The important thing to remember for those who want a way to fight back, non-violently, against an illegal, brutal occupation, is that each institution and each individual has a weapon of choice.

U.S. institutional church bodies have chosen the divestment route, debating proposals to remove church retirement and other fund investments from U.S. companies that continue to conduct business within illegally occupied Palestinian territories.

And yes, the impact of divestment on major businesses is less against the bottom line of the affected companies, and far, far more against the public image of the company and, in this instance, the state of Israel.

Is Israel worried about its public image? Is the Pope a Catholic? Just look at the desperate way in which Israel and its allies are spending big dollars to fight the BDS campaigns. Even Sheldon Adelson has gotten into the act.

Palestine’s dream of freedom has been deferred far too long. It is time now to “conquer” Israel, not on the battlefield, but in the war that hits Israel where it hurts, in the world of public opinion.

Conquer is the right word.

In the rarely heard fourth verse of the Star Spangled Banner, Francis Scott Key wrote, “Then conquer we must, when our cause it is just, and this be our motto: ‘In God is our trust.’”

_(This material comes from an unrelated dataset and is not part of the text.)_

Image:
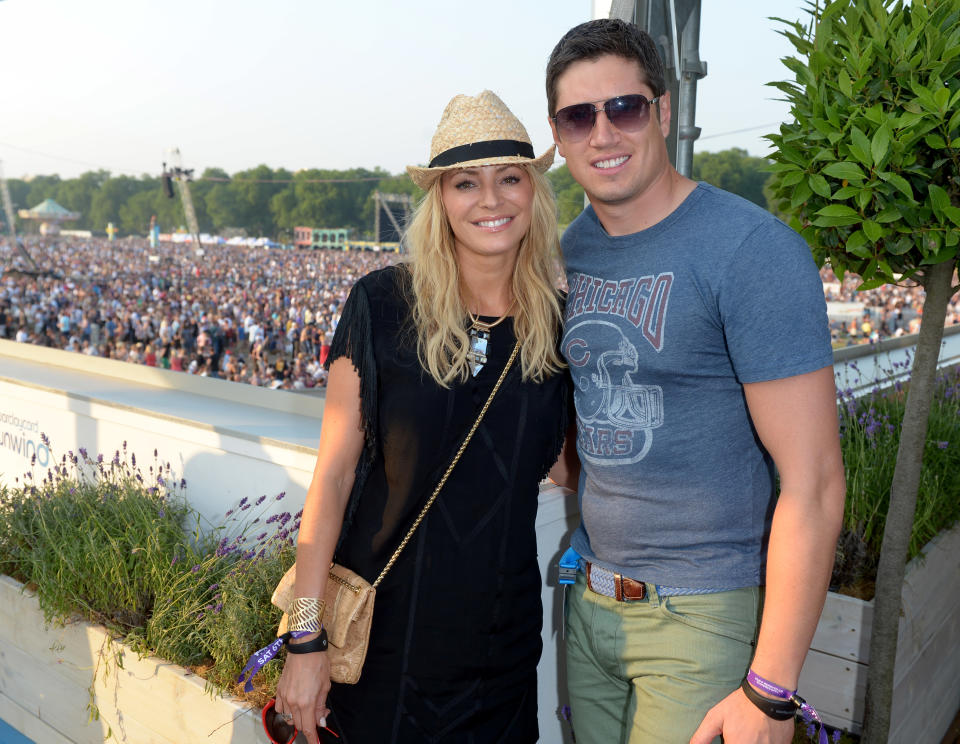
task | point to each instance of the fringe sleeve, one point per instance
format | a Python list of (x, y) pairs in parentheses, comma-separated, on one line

Key’s poem, which became our national anthem in 1931, was written after a British flotilla attempted to capture the port of Baltimore, a battle that culminated in the bombardment of Fort McHenry throughout the night of September 13, 1814.

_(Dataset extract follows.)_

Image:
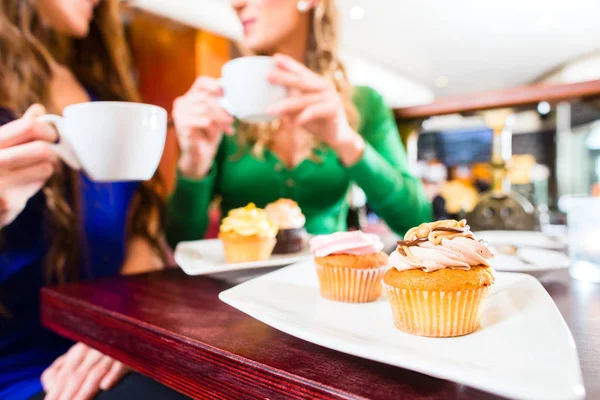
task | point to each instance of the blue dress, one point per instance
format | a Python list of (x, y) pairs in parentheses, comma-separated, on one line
[(26, 348)]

In that context, “conquer we must” referred to “conquer” not as the act of an established nation at war with a neighbor, but as the challenges a new nation faced.

Or, on a more personal note, the word “conquer” to my mother, meant to “rise above” a barrier, in order to overcome it. How many times did she tell me, “you can conquer this”? I lost count at age 14.

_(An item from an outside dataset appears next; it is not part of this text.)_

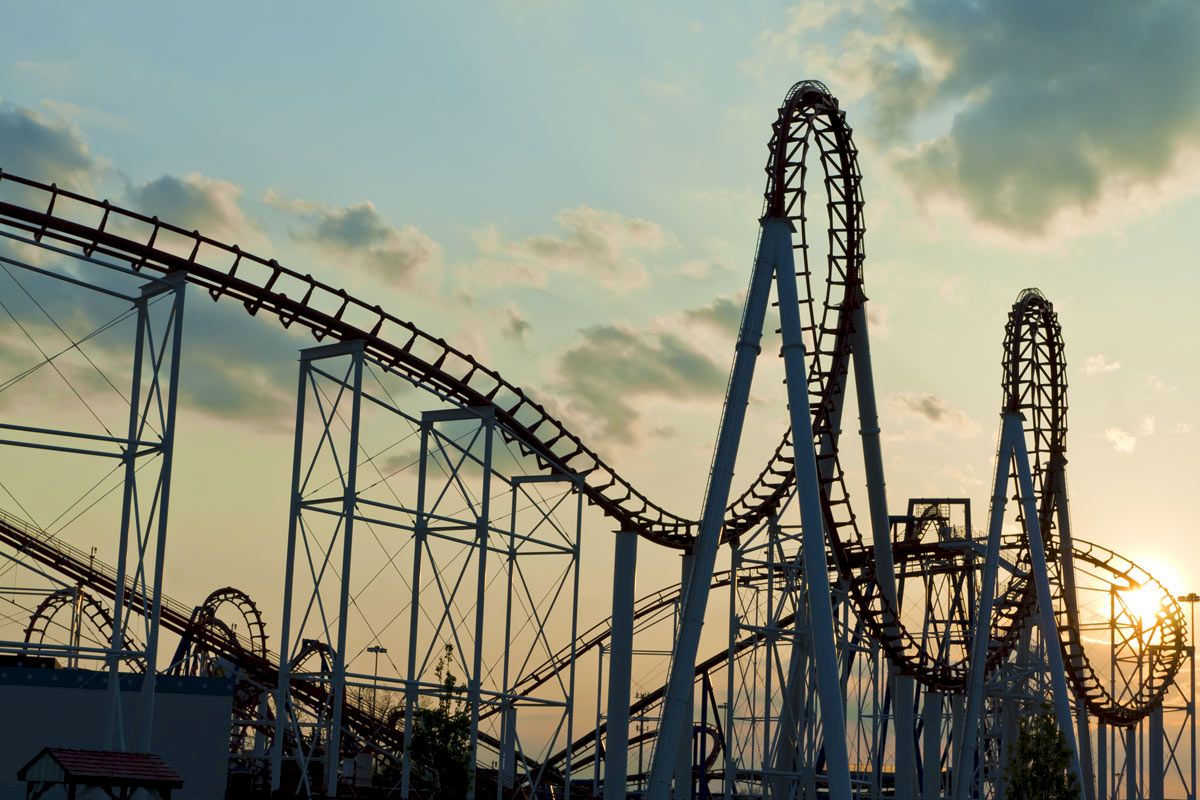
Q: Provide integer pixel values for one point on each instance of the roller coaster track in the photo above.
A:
(247, 653)
(810, 127)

Art, like the poetry of Langston Hughes, can inform us that dreams too long deferred, will wither up like “a raisin in the sun”, or maybe simply “explode”.

Dreams are deferred by barriers, like those legal barriers established by American segregationists or by Israeli occupiers who employ periodic acts of “mowing the grass”, routine night raids into Palestinian homes, and armed checkpoints for a single purpose, to maintain the status quo for those in power.

It is time to fight against that oppression with whatever weapons we  have in hand. Later this month, those three U.S. Christian denominations–United Church of Christ, Episcopalian, and  Mennonite–will decide whether or not to seize the BDS weapon to fight against injustice.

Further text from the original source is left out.